Il Portale del Ciclismo professionistico

.

Processo al Tour de France: L'accusa - Un buco nero in mezzo alla stagione

Versione stampabile

Andy Schleck e Alberto Contador sul Tourmalet - Foto Roberto BettiniScrivere una formulazione d'accusa contro il Tour de France: come se fosse facile. Come se fosse facile andare contro i sentimenti, pretendere di stralciarli nel momento dell'analisi. L'anno prossimo saremo di nuovo tutti là, come allocchi davanti all'ennesima tappa di Pau, a sperare che qualcuno faccia il vuoto sull'Aubisque e difenda il vantaggio nei 60 km che separano la vetta dal traguardo. Un po' perché non impariamo mai dall'esperienza, un po' perché, per la legge dei grandi numeri, prima o poi...

Prima che arrivi quel poi, l'urgenza è però quella di fissare alcuni punti critici. Perché conviene farlo inter nos prima che ci pensi qualcun altro dall'esterno (un gigante come il Tour può non avere nemici?). O, peggio, prima che se ne accorgano quelli che, con immutata (finora) passione, riempiono le strade di Francia e lo share delle trasmissioni televisive.

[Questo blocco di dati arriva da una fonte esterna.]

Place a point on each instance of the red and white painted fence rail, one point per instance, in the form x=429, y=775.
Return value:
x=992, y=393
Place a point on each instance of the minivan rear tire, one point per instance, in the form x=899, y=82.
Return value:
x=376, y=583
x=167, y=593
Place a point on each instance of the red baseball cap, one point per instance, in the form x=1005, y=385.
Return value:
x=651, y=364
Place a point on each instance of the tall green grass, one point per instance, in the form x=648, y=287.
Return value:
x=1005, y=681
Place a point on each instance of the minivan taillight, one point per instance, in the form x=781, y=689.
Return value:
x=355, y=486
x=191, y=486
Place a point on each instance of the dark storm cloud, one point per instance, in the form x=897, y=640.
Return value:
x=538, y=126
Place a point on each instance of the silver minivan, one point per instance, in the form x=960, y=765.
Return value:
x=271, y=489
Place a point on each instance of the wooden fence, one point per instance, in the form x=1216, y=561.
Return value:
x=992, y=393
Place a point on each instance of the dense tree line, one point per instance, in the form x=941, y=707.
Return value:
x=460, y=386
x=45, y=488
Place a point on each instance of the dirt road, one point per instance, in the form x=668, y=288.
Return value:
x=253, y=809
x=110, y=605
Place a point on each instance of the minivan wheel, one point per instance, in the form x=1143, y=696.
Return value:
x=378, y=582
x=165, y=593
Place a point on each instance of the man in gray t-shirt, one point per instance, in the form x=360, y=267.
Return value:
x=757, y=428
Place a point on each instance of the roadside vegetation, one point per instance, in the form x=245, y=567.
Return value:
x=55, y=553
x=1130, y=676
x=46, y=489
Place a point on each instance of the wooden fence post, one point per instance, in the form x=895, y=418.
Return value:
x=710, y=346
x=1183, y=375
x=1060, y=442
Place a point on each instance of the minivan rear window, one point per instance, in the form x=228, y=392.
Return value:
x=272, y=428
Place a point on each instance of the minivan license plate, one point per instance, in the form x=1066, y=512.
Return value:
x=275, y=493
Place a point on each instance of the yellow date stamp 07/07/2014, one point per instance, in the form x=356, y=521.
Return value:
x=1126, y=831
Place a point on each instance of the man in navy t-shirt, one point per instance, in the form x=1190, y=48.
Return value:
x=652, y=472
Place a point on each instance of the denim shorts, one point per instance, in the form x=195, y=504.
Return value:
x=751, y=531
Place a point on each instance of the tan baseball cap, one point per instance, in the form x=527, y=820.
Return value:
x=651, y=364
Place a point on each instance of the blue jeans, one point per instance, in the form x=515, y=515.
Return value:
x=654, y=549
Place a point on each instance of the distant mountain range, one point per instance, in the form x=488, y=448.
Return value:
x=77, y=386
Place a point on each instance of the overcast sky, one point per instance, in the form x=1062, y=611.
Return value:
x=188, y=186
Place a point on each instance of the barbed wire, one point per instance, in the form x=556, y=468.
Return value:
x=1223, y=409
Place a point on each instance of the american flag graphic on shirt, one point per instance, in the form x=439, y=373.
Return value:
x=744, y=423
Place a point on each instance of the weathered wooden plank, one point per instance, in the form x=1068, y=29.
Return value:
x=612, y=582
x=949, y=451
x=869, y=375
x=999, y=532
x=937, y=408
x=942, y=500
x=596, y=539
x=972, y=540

Il Tour funziona? Apparentemente sì, sempre più forte di tutto quel che gli passa dentro e accanto; ma da dove trae questa forza, la Grande Boucle? Da dove, se non dal pubblico che la segue indefesso, malgrado troppi tradimenti, troppe promesse (di spettacolo) andate al vento, troppe delusioni, troppi pisolini davanti alla tv? E allora questo pubblico, perno intorno a cui ruota l'intero baraccone, va rispettato oggi per non essere perduto domani. E non si sottovaluti la questione, perché senza pubblico il ciclismo muore (non quello delle garette tra amici, s'intende; parliamo del ciclismo professionistico).

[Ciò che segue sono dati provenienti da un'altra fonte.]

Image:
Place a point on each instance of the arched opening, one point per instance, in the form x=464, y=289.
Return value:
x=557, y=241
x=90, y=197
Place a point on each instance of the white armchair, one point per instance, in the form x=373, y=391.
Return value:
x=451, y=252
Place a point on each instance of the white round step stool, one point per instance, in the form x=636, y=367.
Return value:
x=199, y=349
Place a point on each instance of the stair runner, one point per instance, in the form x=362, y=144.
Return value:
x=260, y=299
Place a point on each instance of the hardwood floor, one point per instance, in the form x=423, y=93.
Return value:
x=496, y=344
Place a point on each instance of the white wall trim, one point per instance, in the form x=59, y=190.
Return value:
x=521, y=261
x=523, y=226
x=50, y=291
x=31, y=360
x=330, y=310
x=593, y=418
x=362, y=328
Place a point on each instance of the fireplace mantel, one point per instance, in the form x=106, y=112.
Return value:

Come esce il suddetto pubblico dal Tour 2010? Esattamente come era uscito da quello del 2009; e del 2008; e del 2007; e del 2006... Con le ossa rotte. E se nei primi tre anni di quest'ultimo lustro erano stati scandali doping (più o meno "montati" ad arte) a offuscare l'immagine della Grande Boucle (e a causare una discreta fuoriuscita di tv accreditate, parliamo principalmente di quelle tedesche), in queste ultime due edizioni è stata la noia a fungere da deterrente alla visione della corsa francese. Tanto che qualcuno rimpiange i blitz della Géndarmérie («Almeno si provava qualche emozione, era già qualcosa in confronto a questo recente stare inerti al cospetto del nulla»).

Perché il Tour è spesso brutto? Che senso ha che sia così? Perché la vetrina del ciclismo oggi non dev'essere all'altezza della storia e della tradizione di questo sport? Perché, se ci pensiamo un attimo, ci rendiamo conto che il Tour e il ciclismo sono due pianeti distinti e in qualche modo avulsi. Noi amanti del ciclismo ci divertiamo come matti a seguire le grandi classiche. Andiamo a spulciare risultati e sintesi (spesso punitive) di corse a tappe di seconda fascia, trovandovi spesso (se non sempre) buone ragioni per gettare quello sguardo. Ci esaltiamo col Mondiale, delle cui mille sfaccettature continuiamo poi a dibattere per tutti i mesi invernali, fino alla nuova stagione. E, bontà sua, col Giro d'Italia "facciamo la gamba", o meglio, la bocca: ci prepariamo mentalmente all'appuntamento principale della stagione e gradiamo una corsa tanto schizzata come spesso è il nostro caro Giro.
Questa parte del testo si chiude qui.